It doesn’t matter who Ohio State is playing, whether it’s a conference game or a non conference game. There has not been one time Ryan Day remembers his team being plainly beat.
“Every time I've lost a game around here, it's always been us,” Day said.
He views it as the standard of who the Buckeyes are. It’s what their culture is: singular minded on what’s directly ahead and simply fight.
“This week, that has to be the focus. Nothing else,” Day said. “Simply be the best version of you, the best version of this team that we can be. And if we do that, we can take the next step forward.”
Ohio State knows some fights are harder than others.
For their final non-conference game of the season, the Buckeyes will host Akron, a team that has not recorded a winning season since 2015, a team that has won six games in the past four years, a team that last won the Mid-American Conference in 2005, a team that has only recorded 10 non-losing seasons since the program’s inception in 1975.
Ohio State last played Akron in 2011, using the combination of quarterbacks Joe Bauserman and Braxton Miller — making his college football debut — to beat the Zips, 42-0, in the season opener.
What did the Buckeyes have on this 2011 Luke Fickell-coached team that Day wants to emulate? Offensively, it had balance. Bauserman and Miller combined for 293 yards and four touchdowns on 28 pass attempts, while Carlos Hyde, Rod Smith and company combined for 224 yards on 51 carries and two scores.
In 2021, this is something the Ohio State offense has been chasing.
But it’s an offensive unit that will look a bit different Saturday night.
Day announced Thursday that redshirt freshman CJ Stroud would be used only in emergency situations, resting him against Akron for a shoulder injury that’s been lingering through each of his first three games of the season. Instead, either redshirt freshman Jack Miller III or freshman Kyle McCord will take the majority of the snaps behind center.
No matter who it is, the Ohio State pass offense will take on a unit that’s allowed opposing quarterbacks to complete 77.3% of their passes. Add a Zips rush defense that allows over five yards per rush and nearly three rushing touchdowns per game, and you have a defense that the Buckeyes could find that balance with, especially with freshman running back TreVeyon Henderson coming off a game in which he averaged more than 11 yards per carry.
Defensively, in 2011, Ohio State had pressure at the line of scrimmage, recording nine tackles for loss — including five sacks — along with giving up only 1.3 yards per carry. It stopped the run and provided pressure in the pass game.
In 2021, this is something the Ohio State defense has been chasing.

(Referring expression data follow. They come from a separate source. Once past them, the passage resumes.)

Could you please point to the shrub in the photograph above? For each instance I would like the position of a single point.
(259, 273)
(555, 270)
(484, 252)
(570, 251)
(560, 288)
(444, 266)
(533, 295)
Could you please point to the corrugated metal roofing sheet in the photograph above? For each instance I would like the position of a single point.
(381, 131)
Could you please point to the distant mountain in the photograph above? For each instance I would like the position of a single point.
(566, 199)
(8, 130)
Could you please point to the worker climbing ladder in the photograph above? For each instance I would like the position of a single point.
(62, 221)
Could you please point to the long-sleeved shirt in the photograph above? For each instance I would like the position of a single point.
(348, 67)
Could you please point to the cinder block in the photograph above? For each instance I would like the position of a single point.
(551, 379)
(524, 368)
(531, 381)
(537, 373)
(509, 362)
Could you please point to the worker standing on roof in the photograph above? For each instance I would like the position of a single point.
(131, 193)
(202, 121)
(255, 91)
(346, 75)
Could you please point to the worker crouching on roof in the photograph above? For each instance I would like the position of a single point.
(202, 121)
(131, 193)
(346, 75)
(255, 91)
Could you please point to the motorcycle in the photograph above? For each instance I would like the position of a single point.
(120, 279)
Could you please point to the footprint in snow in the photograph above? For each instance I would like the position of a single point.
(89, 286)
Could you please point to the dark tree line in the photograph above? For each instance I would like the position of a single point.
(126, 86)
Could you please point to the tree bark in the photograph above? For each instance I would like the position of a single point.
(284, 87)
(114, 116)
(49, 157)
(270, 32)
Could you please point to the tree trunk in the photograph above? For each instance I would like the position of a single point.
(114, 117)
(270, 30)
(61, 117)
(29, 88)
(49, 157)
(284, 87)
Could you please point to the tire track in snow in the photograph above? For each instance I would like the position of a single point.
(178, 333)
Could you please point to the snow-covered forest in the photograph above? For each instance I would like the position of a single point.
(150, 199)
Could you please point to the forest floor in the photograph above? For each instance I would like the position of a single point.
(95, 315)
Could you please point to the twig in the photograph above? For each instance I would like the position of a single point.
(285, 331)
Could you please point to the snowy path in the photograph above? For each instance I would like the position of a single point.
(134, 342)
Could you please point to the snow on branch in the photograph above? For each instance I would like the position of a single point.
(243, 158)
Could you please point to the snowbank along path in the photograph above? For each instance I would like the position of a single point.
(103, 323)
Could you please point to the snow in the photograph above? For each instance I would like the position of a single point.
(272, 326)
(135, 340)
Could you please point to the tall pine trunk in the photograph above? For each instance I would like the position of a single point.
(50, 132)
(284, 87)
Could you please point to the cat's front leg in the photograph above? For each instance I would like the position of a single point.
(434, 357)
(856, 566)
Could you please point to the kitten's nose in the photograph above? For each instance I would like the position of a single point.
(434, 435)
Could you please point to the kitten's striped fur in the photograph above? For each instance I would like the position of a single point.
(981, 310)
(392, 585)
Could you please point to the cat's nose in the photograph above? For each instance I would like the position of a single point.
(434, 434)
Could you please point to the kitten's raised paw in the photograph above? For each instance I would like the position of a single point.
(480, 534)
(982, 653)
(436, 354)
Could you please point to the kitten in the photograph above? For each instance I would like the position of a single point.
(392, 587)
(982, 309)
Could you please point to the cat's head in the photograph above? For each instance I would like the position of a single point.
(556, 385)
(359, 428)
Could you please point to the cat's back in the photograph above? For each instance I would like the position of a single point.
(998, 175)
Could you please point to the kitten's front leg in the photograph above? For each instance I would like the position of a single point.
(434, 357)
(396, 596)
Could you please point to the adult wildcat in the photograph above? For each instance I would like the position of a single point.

The Buckeyes are No. 13 out of 14 Big Ten teams allowing 181.7 rushing yards per game and 4.7 yards per carry. The Buckeyes are No. 13 out of 14 Big Ten teams allowing 289.7 passing yards per game.
And Ohio State will be facing an offense that will allow its defense to likely do what it's supposed to do with a running game that’s averaged 3.6 yards per carry and a unit as a whole that has scored an average of 23 points per game.
Did Ohio State’s dominant Week 1 win against Akron in 2011 change the trajectory of its overall season? No. The Buckeyes finished their only season under Fickell, 6-7 — the program’s only losing record since 1988.
If No. 10 Ohio State’s latest matchup against Akron goes how it's supposed to — opening as a 54-point spread favoring the Buckeyes — this is not a matchup to take overarching trends from.
This is a confidence-boosting game for a team that hasn’t had a lot of confidence shown over the past two weeks on either side of the ball.
In the words of Day, it’s a game that’s all about Ohio State, preparing itself to be the best team it can be in conference play, a team Columbus has not seen yet.